Uganda’s central banker has moved to lower the cost of capital with an eye on the downside risks to the economy that are now amplified by the Covid-19 crisis. On Monday, the Bank of Uganda’s Monetary Policy Committee (MPC) meeting for April, reduced the Central Bank Rate (CBR) by 100 basis points to eight percent.

The lowest level since the indicative rate was introduced at 13pc in July 2011, the move is intended to raise the appetite for credit and encourage investors to sustain production.

BoU says the Covid-19 pandemic has triggered a sharp contraction in domestic economic activity as a result of disruptions to the global supply chain, travel restrictions, measures to limit contact between persons, and the sudden decline in demand.
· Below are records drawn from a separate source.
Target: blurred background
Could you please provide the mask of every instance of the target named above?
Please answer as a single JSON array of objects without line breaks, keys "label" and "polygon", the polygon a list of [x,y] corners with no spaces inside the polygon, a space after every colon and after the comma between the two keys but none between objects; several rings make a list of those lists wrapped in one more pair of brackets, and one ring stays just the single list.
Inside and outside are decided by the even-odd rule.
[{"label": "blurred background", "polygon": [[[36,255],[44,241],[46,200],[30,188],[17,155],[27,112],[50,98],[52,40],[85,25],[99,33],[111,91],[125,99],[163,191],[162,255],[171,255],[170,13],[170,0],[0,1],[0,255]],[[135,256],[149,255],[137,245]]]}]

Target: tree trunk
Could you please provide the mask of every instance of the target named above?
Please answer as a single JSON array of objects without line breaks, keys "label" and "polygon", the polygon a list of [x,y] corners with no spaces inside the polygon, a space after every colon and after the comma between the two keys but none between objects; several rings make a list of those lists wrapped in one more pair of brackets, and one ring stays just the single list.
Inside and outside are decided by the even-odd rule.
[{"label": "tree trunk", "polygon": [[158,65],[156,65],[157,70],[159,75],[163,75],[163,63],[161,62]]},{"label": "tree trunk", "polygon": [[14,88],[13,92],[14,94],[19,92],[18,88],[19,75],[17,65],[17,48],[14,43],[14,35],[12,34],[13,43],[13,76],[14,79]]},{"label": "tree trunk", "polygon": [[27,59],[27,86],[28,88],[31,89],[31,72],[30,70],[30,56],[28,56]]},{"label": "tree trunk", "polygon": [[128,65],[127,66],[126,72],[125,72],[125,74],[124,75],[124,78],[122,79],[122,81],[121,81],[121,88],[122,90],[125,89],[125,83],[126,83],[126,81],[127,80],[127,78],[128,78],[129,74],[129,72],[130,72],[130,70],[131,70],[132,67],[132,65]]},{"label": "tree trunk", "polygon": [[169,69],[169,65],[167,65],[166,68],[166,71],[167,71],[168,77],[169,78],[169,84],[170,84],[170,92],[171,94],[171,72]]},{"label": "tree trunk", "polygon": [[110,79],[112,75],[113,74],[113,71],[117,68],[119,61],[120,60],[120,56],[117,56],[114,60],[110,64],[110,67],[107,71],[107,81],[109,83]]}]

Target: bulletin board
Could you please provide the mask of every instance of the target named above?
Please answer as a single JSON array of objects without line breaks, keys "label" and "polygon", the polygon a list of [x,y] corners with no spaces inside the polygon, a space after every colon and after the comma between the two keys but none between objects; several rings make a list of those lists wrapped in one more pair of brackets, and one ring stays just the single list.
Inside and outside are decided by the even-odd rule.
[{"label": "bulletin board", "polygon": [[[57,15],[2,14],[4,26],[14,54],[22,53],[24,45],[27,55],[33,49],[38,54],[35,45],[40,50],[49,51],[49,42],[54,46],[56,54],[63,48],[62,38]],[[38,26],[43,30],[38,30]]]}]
“Consumer-facing sectors have been severely affected by social distancing measures and heightened uncertainty, while the manufacturing sector has declined on account of disruptions to the inflow of raw materials. Economic activity in the trade sector has also been weighed down by the decline in external demand and supply chain disruptions, while service sectors such as finance, insurance, and information and communications are affected by the general stall in business activity and investment,” BoU said.

The Bank projects that as a result, the economy slow down drastically during H2 of the current financial year with GDP growth projected to shrink from the initial estimates of 6-6.5pc to 3 – 4pc for the full year. The lender of final resort further sees higher downside risks to the economic growth outlook in the near term with economic activity expected to remain subdued until the pandemic is over. GDP growth is only expected to start a gradual recovery during H2 in fiscal 2020/21.

The local unit also suffered a 2.2pc slippage against the greenback between February and March as the USD appreciated against major currencies. The central bank which has been propping up the local unit to smoothen the volatility in the domestic foreign exchange market also sees the negative fallout from the crisis piling pressure on Uganda’s external position as a result of steeper capital outflows amidst dampened international trade, tourism, workers’ remittances, foreign direct investment and loan disbursement. That is expected to add more pressure to the exchange rate.